Saguaro National Park East - Cactus Forest Drive
Saguaro National Park, AZ
An eight-mile paved loop road winds through one of the densest saguaro cactus forests in the world. The Rincon Mountain District provides dramatic backdrops of the Rincon Mountains rising behind thousands of saguaros. The road is accessible to vehicles and bicycles and offers numerous pullouts for photography.
Photography Guide
- Best Time
- golden hour
- Crowds
- Moderate
- Shot Types
- widelandscapedetail
- Best Seasons
- springfallwinter
Author's Comments
The Rincon side of Saguaro is the quieter half. Most visitors point their cars west toward the more famous district, and the Cactus Forest Drive on the east side rewards them for not coming. Eight miles, paved, slow. You could finish the loop in twenty minutes if you wanted to, and you would have seen almost nothing. What I have learned is to drive it once at speed and then again at a crawl, stopping wherever the spacing of the saguaros looks right. The density here is the thing. Thousands of them, some twenty feet tall and older than anyone alive, standing in loose formation across the bajada with the Rincons rising behind. In March the ocotillo flames red at the tips.
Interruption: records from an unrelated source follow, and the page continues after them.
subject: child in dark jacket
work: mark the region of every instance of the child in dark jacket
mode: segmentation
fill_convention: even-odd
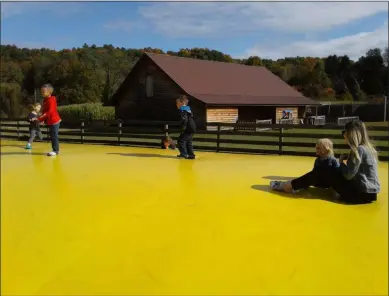
[[[180,111],[181,116],[181,134],[178,138],[178,149],[180,154],[179,158],[195,159],[196,155],[193,151],[192,139],[196,133],[196,123],[193,119],[193,113],[188,106],[188,98],[186,96],[180,96],[176,100],[177,109]]]
[[[30,124],[30,138],[28,139],[28,143],[25,149],[30,150],[32,148],[32,143],[36,136],[38,136],[39,140],[43,140],[43,135],[40,129],[40,123],[36,119],[39,116],[39,111],[41,110],[41,104],[35,103],[29,106],[30,113],[28,114],[27,122]]]
[[[319,188],[330,188],[332,176],[339,172],[339,162],[334,157],[333,143],[330,139],[320,139],[316,143],[315,164],[313,170],[302,177],[291,182],[271,181],[270,187],[273,190],[294,192],[306,189],[310,186]]]

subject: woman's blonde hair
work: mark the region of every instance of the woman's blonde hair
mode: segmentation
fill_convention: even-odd
[[[358,153],[358,147],[363,145],[370,151],[370,153],[378,161],[377,150],[375,149],[374,145],[371,143],[370,137],[367,133],[366,126],[362,121],[355,120],[346,123],[345,135],[347,138],[347,143],[351,149],[350,156],[353,156],[359,161],[361,161],[361,156]]]
[[[324,138],[316,141],[317,146],[322,146],[328,153],[328,155],[334,155],[334,144],[330,139]]]

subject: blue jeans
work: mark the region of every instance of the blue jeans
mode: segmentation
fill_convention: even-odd
[[[193,144],[192,144],[192,139],[193,139],[193,133],[186,133],[183,132],[181,135],[178,137],[178,150],[180,150],[180,155],[182,156],[194,156],[193,152]]]
[[[49,125],[50,129],[50,139],[51,139],[51,147],[53,148],[53,152],[59,152],[59,139],[58,139],[58,132],[59,132],[59,123],[54,125]]]

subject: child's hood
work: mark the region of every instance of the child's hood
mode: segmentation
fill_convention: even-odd
[[[181,106],[180,107],[180,111],[185,111],[185,112],[188,112],[188,113],[192,113],[192,110],[190,109],[189,106]]]

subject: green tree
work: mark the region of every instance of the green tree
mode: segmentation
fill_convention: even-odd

In late October the light angles in lower and the shadows the saguaros throw get long and architectural. Golden hour is when the park resolves itself. The west-facing slopes catch warm light first, and the saguaros go from green to a kind of lit bronze for about twenty minutes before the sun drops behind the Tucson Mountains across the valley. I usually park at one of the pullouts on the back half of the loop and walk in fifty yards. The compositions you want are almost never from the road itself. They are from a few steps off it, where you can find a single saguaro against a clean ridge or a stand of three that arrange themselves the way you would have arranged them if you could. Forty-five minutes before sunset is the minimum. An hour is better. Stay through the blue that follows.